Special Warranty Deed

A special warranty deed is a type of deed that offers the grantee (the person receiving the deed) certain guarantees about the title of the property. Specifically, the grantor (the person transferring the deed) warrants that they have not conveyed the title to anyone else during the time they held it, and that there are no claims or encumbrances on the property other than those listed in the deed. The grantor does not guarantee the title against any claims or encumbrances that existed prior to their ownership.

Benefits And Drawbacks Of Using A Special Warranty Deed

A special warranty deed is a type of deed used in real estate transactions to transfer title from one party to another. The special warranty deed provides the buyer with certain guarantees regarding the condition of the property, and is generally considered less riskier for the buyer than a general warranty deed. However, there are both advantages and disadvantages associated with using a special warranty deed that should be taken into consideration before deciding to use one.


The primary advantage of using a special warranty deed is that it provides additional protection to the buyer. The special warranty deed limits the seller’s liability to any legal claims or defects that arose during the time they owned the property. This means that if any legal issues arise after the seller has transferred ownership, the seller will not be held responsible. Additionally, the special warranty deed allows the buyer to have the assurance that they will receive title to the property free and clear of any liens or encumbrances that may have been placed on the property while it was owned by the seller.

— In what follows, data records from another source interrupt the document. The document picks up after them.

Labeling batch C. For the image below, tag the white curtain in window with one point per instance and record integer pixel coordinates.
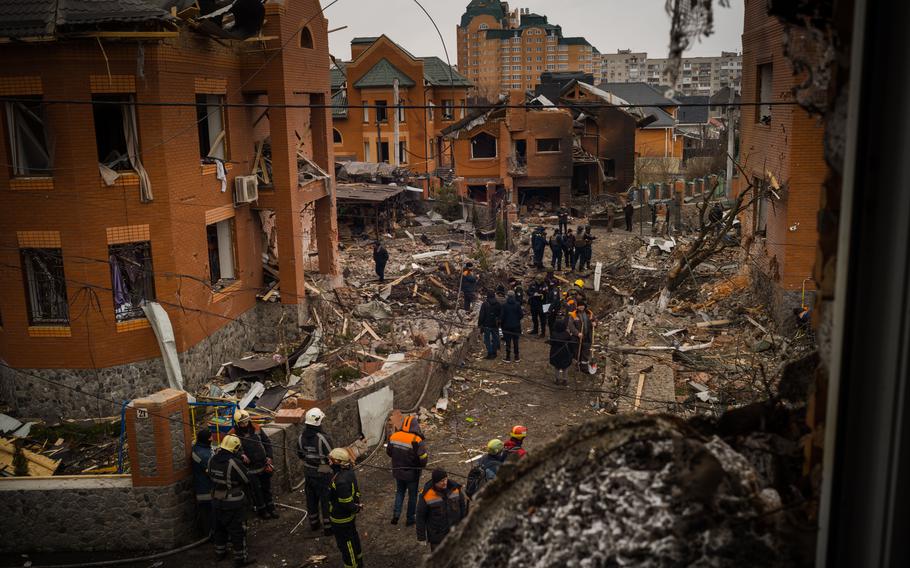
(131, 134)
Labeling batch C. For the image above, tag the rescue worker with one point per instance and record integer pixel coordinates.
(488, 321)
(313, 447)
(344, 505)
(563, 215)
(202, 484)
(229, 475)
(538, 246)
(513, 444)
(468, 286)
(581, 328)
(569, 251)
(409, 455)
(556, 250)
(537, 292)
(380, 258)
(257, 449)
(442, 506)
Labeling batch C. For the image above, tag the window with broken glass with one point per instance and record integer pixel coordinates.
(132, 278)
(45, 286)
(210, 123)
(29, 150)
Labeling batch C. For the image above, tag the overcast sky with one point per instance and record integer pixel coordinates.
(641, 25)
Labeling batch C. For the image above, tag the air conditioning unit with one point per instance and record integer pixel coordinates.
(246, 189)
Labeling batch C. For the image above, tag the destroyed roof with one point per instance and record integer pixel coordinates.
(43, 18)
(366, 192)
(383, 74)
(437, 73)
(693, 114)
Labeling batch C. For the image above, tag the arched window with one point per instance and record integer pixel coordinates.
(306, 38)
(483, 145)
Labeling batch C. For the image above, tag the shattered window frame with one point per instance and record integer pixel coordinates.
(45, 286)
(26, 127)
(132, 278)
(210, 113)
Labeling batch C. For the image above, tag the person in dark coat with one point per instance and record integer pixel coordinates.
(556, 251)
(488, 321)
(202, 483)
(568, 250)
(538, 246)
(560, 351)
(380, 258)
(512, 315)
(442, 506)
(257, 449)
(468, 286)
(537, 293)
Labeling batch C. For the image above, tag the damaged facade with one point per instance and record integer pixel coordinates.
(780, 144)
(368, 134)
(142, 194)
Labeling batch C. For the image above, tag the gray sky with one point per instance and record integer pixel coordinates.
(641, 25)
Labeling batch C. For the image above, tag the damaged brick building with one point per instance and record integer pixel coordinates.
(138, 169)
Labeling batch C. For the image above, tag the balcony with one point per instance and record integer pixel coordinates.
(518, 166)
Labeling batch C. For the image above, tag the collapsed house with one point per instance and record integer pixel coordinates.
(131, 216)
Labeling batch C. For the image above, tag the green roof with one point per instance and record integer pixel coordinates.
(437, 73)
(481, 8)
(383, 74)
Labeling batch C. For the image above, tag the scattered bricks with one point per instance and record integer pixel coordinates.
(290, 416)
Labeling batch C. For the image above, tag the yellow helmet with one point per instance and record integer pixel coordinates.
(230, 443)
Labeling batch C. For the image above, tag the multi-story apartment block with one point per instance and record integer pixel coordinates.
(368, 80)
(699, 75)
(499, 50)
(131, 218)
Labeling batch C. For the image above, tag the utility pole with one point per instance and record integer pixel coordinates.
(396, 150)
(731, 131)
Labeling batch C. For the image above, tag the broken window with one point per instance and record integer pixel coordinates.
(765, 78)
(211, 125)
(132, 278)
(45, 285)
(220, 237)
(448, 109)
(382, 114)
(483, 146)
(29, 151)
(548, 144)
(110, 135)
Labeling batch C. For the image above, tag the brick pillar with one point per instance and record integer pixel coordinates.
(159, 438)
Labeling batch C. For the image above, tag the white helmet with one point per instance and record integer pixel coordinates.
(314, 417)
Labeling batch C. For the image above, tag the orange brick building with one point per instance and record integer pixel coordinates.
(367, 134)
(499, 50)
(786, 142)
(106, 205)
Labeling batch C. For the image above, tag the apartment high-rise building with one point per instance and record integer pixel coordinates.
(499, 49)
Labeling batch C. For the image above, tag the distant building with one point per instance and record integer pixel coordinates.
(367, 134)
(787, 143)
(499, 50)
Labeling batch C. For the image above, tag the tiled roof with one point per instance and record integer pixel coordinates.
(437, 73)
(26, 18)
(383, 74)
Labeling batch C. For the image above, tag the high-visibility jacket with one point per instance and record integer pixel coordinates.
(439, 511)
(344, 496)
(408, 451)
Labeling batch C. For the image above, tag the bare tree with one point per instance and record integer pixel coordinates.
(711, 235)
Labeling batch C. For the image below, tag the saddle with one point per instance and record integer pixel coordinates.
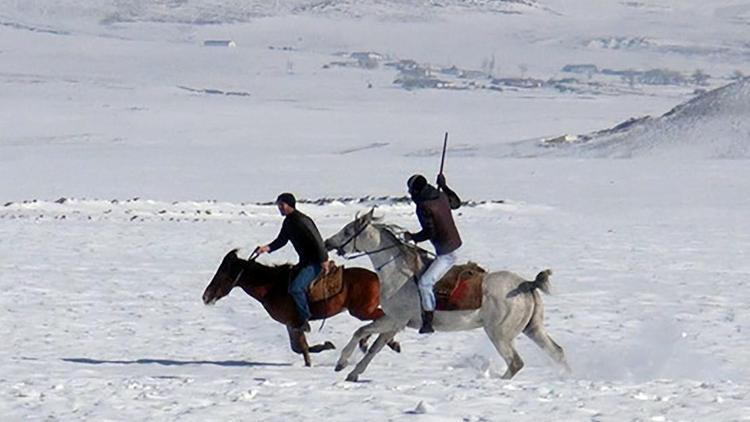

The main disadvantage of using a special warranty deed is that it does not provide the same level of protection as a general warranty deed. A general warranty deed guarantees that the seller will defend the title to the property against any claims that may arise from previous owners. This type of protection is not provided with a special warranty deed. Additionally, the special warranty deed does not cover any latent defects that may exist on the property, such as those related to zoning or building codes. This means that the buyer is taking on more risk when using a special warranty deed and may need to take additional steps to protect their investment.

Overall, a special warranty deed can be a useful tool for transferring title to a property. However, buyers should carefully consider the advantages and disadvantages associated with using this type of deed before making a decision. It is important to weigh the risks and benefits of using a special warranty deed to ensure that it is the right choice for your particular situation.

How to Fill A Special Warranty Deed: Step-by-Step Tutorial

Step 1: Gather the necessary documents. You will need to have a copy of the deed, the grantor’s name and address, the grantee’s name and address, the legal description of the property, the amount of consideration (if any), the date of the deed, and the signatures of the grantor and grantee.

Step 2: Prepare the special warranty deed. This document should include all of the information gathered in Step 1. It should also include a statement that the grantor is warranting only against title defect caused by their own actions during the time they owned the property.

Step 3: Have the deed notarized. The deed must be signed by both the grantor and grantee in the presence of a notary public.

Step 4: File the deed with the county clerk’s office. The deed must be filed with the county clerk in the county where the property is located. The clerk will then record the deed and assign it a recording number.

Step 5: Get a certified copy of the deed from the county clerk. This is an important step, as it serves as proof that the deed has been legally recorded.